TRAVERSE CITY, Mich. -- It’s often said that cars are turning into smartphones on wheels.
Continental is taking that comparison a step further.
The supplier is using the CAR Management Briefing Seminars to showcase its latest biometrics technology, which lets drivers unlock and start their car with their face, fingerprint or voice commands — just like the newest cellphone.
Continental’s tech is meant to provide an extra layer of safety for drivers and passengers. For example, someone would need to scan their fingerprint on a particular button or speak a password through a voice recognition system to start the car, even when they have a working key.
Getting into the car in the first place could involve standing in front of the driver-side door so a camera on the sideview mirrors can recognize their face and unlock the vehicle. Infrared cameras would ensure the car can “see” its occupants even at night.
Once the car recognizes the driver, it would automatically adjust the seat position and interior temperature according to personalized settings.

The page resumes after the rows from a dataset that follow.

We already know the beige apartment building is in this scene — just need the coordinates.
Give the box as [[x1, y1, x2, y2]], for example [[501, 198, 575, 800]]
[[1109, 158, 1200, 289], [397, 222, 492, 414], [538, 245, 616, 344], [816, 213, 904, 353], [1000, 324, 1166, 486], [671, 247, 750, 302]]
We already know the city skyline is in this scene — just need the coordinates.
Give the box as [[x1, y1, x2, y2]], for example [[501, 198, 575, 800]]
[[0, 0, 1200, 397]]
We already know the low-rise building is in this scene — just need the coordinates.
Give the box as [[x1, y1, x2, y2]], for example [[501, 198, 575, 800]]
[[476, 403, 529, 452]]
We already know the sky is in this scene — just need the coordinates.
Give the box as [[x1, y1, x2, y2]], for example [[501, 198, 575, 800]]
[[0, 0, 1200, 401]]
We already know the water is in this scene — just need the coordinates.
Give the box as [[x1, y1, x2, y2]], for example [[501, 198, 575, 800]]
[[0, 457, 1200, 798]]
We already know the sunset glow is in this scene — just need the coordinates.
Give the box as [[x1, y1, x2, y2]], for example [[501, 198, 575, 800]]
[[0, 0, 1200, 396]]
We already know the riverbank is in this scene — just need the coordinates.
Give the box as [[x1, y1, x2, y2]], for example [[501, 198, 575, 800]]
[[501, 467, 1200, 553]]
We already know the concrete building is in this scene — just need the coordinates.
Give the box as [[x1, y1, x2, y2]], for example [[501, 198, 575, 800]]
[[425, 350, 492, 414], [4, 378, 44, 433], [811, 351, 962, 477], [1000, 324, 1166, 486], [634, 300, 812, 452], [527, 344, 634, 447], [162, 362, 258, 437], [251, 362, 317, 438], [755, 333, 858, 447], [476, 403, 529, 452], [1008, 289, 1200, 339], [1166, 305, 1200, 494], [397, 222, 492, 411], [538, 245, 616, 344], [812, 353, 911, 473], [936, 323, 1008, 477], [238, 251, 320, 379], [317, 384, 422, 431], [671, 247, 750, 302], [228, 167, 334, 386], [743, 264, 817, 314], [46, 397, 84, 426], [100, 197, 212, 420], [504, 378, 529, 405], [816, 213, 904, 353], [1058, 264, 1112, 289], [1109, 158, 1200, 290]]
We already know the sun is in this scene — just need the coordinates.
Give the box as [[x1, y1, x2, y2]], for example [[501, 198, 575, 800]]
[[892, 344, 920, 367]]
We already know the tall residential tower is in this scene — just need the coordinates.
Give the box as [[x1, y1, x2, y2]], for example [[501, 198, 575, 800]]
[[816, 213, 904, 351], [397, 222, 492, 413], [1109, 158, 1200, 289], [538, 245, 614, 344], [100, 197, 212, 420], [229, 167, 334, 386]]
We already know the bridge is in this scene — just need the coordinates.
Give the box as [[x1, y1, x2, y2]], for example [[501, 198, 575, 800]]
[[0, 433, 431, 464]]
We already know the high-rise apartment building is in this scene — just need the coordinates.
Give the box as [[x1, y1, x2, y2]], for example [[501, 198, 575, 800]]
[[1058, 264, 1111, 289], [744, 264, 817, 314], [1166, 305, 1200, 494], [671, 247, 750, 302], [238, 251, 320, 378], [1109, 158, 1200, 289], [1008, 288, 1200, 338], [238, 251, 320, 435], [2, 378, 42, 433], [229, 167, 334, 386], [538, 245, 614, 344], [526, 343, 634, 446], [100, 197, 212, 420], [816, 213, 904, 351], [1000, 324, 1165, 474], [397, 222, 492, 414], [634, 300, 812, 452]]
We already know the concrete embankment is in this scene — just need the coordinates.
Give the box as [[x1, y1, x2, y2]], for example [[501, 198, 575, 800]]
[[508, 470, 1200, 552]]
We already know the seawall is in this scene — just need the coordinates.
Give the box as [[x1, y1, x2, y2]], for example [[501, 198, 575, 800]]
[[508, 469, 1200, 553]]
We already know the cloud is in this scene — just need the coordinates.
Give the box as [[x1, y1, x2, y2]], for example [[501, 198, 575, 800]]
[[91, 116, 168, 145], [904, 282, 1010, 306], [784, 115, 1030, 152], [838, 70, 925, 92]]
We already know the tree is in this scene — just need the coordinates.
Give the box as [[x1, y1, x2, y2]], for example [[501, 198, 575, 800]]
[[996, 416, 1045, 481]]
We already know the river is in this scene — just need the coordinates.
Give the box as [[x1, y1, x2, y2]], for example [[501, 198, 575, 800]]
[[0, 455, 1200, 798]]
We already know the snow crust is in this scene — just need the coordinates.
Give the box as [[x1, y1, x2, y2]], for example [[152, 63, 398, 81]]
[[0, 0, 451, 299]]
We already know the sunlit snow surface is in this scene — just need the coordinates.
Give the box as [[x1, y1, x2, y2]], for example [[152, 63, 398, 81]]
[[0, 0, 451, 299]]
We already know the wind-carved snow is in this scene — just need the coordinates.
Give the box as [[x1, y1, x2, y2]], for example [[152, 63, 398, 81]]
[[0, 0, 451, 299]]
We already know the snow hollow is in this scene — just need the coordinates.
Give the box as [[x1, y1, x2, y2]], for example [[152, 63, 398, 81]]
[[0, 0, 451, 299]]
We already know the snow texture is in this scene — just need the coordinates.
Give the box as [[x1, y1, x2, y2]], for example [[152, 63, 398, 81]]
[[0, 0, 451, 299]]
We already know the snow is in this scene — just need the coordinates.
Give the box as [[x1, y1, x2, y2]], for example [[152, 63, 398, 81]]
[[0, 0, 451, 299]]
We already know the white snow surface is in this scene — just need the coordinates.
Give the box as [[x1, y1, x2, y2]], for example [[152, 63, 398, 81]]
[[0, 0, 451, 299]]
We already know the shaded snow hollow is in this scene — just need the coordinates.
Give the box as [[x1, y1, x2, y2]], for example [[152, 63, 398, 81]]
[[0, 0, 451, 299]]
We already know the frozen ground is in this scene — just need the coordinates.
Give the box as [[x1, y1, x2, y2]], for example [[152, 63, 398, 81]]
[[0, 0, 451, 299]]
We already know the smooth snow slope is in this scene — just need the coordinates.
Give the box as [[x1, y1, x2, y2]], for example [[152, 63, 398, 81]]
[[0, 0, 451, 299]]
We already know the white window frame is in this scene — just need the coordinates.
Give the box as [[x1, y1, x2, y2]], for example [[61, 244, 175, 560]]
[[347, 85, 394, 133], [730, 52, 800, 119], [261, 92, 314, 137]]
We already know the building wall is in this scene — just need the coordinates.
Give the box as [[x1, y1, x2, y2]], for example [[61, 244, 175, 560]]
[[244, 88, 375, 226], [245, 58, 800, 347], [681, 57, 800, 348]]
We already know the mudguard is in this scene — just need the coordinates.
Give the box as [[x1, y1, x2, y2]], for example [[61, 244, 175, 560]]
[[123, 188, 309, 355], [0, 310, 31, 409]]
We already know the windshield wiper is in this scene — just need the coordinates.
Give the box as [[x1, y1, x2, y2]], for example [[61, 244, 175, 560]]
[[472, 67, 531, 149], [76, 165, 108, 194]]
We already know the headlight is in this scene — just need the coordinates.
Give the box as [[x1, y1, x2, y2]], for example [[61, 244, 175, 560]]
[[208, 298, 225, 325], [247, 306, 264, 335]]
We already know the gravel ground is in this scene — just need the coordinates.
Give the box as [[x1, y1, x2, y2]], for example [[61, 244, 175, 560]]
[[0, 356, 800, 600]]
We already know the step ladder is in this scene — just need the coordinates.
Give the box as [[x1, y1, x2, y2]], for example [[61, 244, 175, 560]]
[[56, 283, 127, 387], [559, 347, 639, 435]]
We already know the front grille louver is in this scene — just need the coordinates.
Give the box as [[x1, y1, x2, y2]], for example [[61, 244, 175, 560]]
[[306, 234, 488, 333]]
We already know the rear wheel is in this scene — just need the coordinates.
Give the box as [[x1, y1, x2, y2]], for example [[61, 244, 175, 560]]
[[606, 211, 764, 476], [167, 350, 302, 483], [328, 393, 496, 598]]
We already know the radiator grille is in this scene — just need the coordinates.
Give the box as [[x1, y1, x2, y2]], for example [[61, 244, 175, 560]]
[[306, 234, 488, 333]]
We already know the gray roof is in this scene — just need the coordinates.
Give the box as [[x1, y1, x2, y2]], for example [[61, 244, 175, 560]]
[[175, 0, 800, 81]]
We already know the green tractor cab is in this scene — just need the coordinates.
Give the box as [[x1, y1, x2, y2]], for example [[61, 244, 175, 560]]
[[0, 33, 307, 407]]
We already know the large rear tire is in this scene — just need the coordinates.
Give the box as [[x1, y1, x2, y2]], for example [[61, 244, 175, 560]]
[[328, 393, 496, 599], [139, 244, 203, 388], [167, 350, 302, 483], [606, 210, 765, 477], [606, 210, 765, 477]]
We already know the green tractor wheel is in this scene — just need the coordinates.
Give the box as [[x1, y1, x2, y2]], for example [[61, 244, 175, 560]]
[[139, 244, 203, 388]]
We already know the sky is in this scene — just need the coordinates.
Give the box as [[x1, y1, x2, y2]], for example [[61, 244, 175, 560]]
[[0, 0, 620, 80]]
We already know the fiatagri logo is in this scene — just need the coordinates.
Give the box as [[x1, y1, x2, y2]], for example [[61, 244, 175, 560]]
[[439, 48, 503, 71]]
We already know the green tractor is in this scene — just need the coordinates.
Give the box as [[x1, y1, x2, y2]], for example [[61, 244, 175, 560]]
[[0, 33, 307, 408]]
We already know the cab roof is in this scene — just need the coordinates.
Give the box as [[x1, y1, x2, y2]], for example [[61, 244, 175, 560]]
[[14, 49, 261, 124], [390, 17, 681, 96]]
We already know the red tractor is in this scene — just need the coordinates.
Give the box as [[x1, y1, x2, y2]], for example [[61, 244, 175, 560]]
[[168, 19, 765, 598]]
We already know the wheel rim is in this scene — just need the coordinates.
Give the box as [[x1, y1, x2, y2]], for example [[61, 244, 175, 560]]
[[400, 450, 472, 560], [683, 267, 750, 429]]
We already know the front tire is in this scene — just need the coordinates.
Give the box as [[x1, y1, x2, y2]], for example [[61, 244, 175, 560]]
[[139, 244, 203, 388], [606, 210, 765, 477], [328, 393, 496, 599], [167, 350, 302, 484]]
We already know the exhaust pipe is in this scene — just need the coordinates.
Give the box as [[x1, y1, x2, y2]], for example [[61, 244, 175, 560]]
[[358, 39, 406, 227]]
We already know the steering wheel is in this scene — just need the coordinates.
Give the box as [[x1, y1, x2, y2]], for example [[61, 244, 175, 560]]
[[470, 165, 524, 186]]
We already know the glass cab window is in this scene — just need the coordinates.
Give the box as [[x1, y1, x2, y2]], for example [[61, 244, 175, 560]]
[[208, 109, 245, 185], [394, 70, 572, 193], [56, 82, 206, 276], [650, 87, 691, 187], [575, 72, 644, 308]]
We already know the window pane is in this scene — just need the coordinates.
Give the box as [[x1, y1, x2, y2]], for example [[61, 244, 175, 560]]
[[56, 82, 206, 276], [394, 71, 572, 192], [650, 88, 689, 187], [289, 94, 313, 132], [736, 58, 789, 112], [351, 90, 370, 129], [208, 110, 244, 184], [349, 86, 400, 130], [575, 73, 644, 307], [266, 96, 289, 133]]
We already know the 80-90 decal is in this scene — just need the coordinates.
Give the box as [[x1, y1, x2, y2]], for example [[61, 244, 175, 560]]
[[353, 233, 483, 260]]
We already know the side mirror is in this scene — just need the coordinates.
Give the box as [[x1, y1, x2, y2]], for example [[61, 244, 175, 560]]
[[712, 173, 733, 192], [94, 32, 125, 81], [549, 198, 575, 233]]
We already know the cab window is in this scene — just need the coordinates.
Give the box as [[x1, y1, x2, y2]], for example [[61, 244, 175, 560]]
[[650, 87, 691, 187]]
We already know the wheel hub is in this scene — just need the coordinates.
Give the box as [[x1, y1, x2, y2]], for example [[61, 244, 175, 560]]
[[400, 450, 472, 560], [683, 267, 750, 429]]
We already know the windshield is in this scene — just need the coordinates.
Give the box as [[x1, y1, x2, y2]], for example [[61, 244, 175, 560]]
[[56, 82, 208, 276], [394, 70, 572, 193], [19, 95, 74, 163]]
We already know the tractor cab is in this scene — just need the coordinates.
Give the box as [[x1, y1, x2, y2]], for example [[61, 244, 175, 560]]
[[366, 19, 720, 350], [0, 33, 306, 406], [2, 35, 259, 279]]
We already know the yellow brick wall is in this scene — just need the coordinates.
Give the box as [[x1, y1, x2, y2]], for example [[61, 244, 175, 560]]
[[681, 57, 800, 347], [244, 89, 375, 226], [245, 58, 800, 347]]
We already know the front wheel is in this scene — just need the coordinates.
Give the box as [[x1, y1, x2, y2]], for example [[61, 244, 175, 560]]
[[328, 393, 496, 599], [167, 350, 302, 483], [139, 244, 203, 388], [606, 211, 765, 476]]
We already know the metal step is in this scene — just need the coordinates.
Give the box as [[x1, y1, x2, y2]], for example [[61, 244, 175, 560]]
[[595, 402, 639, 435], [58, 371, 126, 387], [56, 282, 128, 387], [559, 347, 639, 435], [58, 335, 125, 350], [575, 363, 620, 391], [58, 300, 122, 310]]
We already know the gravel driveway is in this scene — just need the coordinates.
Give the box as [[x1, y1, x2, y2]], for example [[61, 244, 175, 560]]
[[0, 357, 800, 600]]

“The access system functions almost like a doorman, allowing us to control specific components as they are needed,” says Andreas Wolf, head of Continental’s body and security business unit.
There are risks, to be sure. But smartphone companies such as Apple and Samsung have proved that biometrics are reliable and accepted by the pubic, at least on a pocket-sized device that costs a few hundred dollars. It remains to be seen if customers be as accepting on a $50,000 vehicle.